Stan (stylized as Stan.) is an Australian over-the-top streaming service. It was launched on 26 January 2015. Stan originally was founded as StreamCo Media, a 50/50 joint venture between Nine Entertainment Co. and Fairfax Media. In August 2014, each company invested A$50 million in StreamCo. StreamCo was renamed Stan Entertainment in December 2014, prior to the January 2015 launch of the streaming service. Nine Entertainment would ultimately acquire Fairfax Media in 2018, making Stan a wholly owned subsidiary of Nine Digital.

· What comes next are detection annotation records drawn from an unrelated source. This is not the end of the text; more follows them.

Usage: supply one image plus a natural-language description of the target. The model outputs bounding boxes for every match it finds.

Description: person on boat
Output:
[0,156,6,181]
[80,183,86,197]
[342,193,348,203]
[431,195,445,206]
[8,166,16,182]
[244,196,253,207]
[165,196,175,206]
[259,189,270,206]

The service offers a broad range of film and television content from both local and foreign productions, particularly from the United States and United Kingdom. Stan also includes a growing library of their own original film and television content. With over 2.3 million subscribers, as of August 2020 Stan is the third largest streaming service in Australia, behind Disney+ and Netflix.

Stan's original comedy No Activity became the first SVOD program ever nominated for a Logie Award at the 2016 ceremony.

Content
At launch, the first major programming announcement was the exclusive rights to the premiere season of Better Call Saul as well as the rights to Breaking Bad, which previously aired on Foxtel. It also held the rights to Transparent and Mozart in the Jungle.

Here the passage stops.